MUSUL
Musul'un doğu kent merkezindeki Karama, Kudüs, Aden, İntisar ve diğer mahallerde orduya bağlı antiterör timleri ile DEAŞ militanları arasında sokak çatışmaları yaşanıyor.
Çatışmaların her geçen gün şiddetlendiği Musul'daki kent sakinleri de buldukları ilk fırsatta yanlarına hafif eşyalar alarak kaçmaya çalışıyor.
Kentteki siviller, Irak merkezi hükümeti ve Birleşmiş Milletler tarafından kurulup, Irak Kürt Bölgesel Yönetimi (IKBY) gözetimindeki iki ayrı Hazır ve Hasan Şam çadır kamplarına sevk ediliyor.
Güvenlik güçlerinin eşliğinde kent merkezinden çıkarılan aileler daha sonra kamplara sevk edilmek üzere Peşmerge güçlerine teslim ediliyor. DEAŞ'ın sığınmacı gibi davranarak güvenli bölgelere sızmasını engellemek için ise Kürt güçleri tarafından ön soruşturma yapıldıktan sonra söz konusu kişiler kamplara gönderiliyor.
"Evimiz yıkılınca kaçtık"
Musul'un Bekır semtinde oturan ve yaşanan şiddetli çatışmalardan dolayı eşi ve iki çocuğuyla kaçan Garib Reşit, AA muhabirine yaptığı açıklamada, "DEAŞ, sivillerin evlerini terk etmesine izin vermiyor ancak havan ve RPG saldırılarından dolayı evin başımıza yıkılmasından sonra çaresiz bir şekilde kaçıp, güvenlik güçlerinin konuşlandığı bölgeye kendimizi ulaştırdık" dedi.

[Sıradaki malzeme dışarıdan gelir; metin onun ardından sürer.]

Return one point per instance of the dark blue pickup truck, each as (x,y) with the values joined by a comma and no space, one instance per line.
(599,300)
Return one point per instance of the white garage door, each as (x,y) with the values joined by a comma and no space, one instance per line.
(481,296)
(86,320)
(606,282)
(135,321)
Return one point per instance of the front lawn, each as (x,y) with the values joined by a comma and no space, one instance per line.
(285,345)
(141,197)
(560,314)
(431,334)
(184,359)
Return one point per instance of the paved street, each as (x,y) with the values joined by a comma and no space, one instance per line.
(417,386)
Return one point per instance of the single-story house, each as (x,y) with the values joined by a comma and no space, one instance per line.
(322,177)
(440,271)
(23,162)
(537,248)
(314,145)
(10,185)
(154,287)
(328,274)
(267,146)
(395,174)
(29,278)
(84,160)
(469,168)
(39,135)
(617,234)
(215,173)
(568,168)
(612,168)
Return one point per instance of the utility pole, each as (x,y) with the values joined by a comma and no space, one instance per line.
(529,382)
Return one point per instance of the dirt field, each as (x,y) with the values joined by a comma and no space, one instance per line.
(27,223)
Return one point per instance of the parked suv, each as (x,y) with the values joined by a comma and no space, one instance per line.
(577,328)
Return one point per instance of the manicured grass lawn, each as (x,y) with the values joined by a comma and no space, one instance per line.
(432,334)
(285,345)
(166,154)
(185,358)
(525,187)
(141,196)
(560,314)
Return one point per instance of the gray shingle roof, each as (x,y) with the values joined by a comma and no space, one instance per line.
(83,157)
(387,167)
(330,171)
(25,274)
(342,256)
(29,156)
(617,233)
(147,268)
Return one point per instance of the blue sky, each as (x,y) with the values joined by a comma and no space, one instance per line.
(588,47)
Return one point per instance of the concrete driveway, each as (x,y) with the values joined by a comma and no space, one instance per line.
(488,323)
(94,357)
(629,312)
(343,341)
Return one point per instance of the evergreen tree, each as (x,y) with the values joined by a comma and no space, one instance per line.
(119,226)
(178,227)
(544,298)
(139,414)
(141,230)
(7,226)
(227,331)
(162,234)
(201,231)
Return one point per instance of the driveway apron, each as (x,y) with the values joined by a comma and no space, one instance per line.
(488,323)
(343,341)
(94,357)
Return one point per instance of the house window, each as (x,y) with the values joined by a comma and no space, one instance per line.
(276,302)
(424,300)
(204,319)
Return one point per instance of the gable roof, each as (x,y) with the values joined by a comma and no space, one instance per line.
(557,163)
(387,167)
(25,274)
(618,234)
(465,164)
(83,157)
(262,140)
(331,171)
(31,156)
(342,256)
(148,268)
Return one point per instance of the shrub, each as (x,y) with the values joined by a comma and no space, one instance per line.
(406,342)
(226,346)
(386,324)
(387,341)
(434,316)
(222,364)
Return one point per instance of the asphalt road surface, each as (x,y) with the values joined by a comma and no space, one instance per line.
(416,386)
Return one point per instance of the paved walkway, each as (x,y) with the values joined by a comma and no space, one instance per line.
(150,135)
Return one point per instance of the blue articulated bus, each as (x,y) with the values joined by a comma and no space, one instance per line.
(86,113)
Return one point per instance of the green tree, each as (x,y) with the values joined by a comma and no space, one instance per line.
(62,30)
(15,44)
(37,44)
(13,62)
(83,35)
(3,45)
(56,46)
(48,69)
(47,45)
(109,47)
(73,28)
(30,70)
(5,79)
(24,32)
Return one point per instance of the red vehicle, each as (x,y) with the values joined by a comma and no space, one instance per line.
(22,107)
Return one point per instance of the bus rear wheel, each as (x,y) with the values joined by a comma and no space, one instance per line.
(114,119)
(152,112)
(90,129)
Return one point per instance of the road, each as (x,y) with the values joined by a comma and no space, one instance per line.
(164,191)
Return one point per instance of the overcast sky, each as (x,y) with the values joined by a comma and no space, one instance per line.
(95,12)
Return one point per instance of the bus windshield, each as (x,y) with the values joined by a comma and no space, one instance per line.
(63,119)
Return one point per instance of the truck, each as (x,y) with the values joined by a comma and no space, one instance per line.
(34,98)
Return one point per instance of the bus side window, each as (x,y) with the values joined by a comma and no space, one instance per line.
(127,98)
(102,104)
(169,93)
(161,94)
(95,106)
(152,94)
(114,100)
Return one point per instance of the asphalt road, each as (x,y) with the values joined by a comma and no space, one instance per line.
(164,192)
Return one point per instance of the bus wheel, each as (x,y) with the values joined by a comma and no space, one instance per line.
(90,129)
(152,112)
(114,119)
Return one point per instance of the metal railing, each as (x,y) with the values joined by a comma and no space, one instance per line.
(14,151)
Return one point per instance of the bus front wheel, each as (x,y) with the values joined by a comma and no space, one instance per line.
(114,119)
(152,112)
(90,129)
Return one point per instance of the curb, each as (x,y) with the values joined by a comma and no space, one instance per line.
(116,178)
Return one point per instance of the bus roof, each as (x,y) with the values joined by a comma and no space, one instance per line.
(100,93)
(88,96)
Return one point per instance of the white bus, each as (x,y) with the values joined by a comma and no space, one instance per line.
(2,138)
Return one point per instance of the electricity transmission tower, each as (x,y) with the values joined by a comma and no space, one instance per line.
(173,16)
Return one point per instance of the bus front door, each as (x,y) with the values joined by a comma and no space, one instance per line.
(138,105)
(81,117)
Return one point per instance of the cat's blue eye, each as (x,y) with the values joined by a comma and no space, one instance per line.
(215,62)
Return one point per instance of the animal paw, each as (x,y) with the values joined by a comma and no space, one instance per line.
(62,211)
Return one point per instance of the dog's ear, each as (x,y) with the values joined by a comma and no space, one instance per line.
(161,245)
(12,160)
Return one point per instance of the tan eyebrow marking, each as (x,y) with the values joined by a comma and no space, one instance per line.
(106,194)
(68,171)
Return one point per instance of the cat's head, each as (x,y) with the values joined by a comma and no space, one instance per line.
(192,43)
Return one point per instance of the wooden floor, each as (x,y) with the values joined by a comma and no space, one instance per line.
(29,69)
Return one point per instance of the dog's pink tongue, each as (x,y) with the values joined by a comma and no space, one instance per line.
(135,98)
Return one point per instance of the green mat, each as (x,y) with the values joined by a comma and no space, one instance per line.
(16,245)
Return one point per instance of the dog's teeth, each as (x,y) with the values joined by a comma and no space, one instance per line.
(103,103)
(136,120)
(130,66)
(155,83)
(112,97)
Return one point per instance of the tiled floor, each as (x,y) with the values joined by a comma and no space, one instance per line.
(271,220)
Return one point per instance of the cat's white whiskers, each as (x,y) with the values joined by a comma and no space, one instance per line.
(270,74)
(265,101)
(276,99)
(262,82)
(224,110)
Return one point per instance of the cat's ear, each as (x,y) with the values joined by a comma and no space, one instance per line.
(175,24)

"Çocuklarımı yanıma alamadım"
Çocuklarını kaybettiğinden dolayı çaresiz şekilde eşiyle araç içerisinde bekleyen Muhammed Mahmud adındaki Musullu ise ivedilikle evi terk ettikleri sırada çocuklarının başka bir evde olmasından dolayı, yanlarına alamadıklarını söyledi.
Musul'un Hazır semtinde oturan Sefin Abdurrahman ise çatışmaların ortasında nasıl kaldıklarını ve kaçışlarını şu sözlerle anlattı:
"Çatışmalar bir ara durdu. Kapımın önünde birkaç aile gelip birlikte kaçmayı teklif etti. Ben de çocuklarımı yanıma alarak kenti terk etmek istedim ancak militanlar bizi fark etti. Arkamızdan ateş açıp, keskin nişancılarla vurmaya çalıştılar. Siper alıp kendimizi güvenlik güçlerinin kontrol noktasına ulaştırdık. Bu şekilde hiç kimseye zarar gelmeden kaçmayı başardık."
DEAŞ'ın birçok keyfi ve vahşi uygulamasına maruz kaldıklarını veya kendi gözleriyle şahit olduğunu aktaran Abdurrahman, "Kendi yasalarının dışında yapılan her şeyin bir cezası vardı. Örgütün birçok cezalandırmalarını ibret olsun diye cadde ortasında yapıyordu. En ağırı ise insanların araçların arkasına iple bağlanıp çekilmesi veya toplu bir şekilde başlarının kesilmesiydi." ifadelerini kullandı.
Çatışmaların yoğun şekilde yaşandığı Musul'un bir başka mahallesi İntisar'dan gelen Esad Ali, "Musul'u kurtarma operasyonu başladığından bu yana örgüt her türlü suçu işliyor. Sokakta kaçmaya çalışan çocukları bile keskin nişancılarla vuruyor. Bu yüzden insanlar kentten çıkmakta zorlanıyor." diye konuştu.
Irak Göç ve Göçmenler Bakanı Derbaz Muhammed, Musul ve Kerkük'ün Havice ilçesinden şu ana kadar 50 bin kişinin evini terk ettiğini açıklamıştı.
Irak Başbakanı Haydar el İbadi, DEAŞ'ın 10 Haziran 2014'den bu yana elinde tuttuğu Musul'un kurtarılması için 17 Ekim'de operasyona başlandığını duyurmuştu.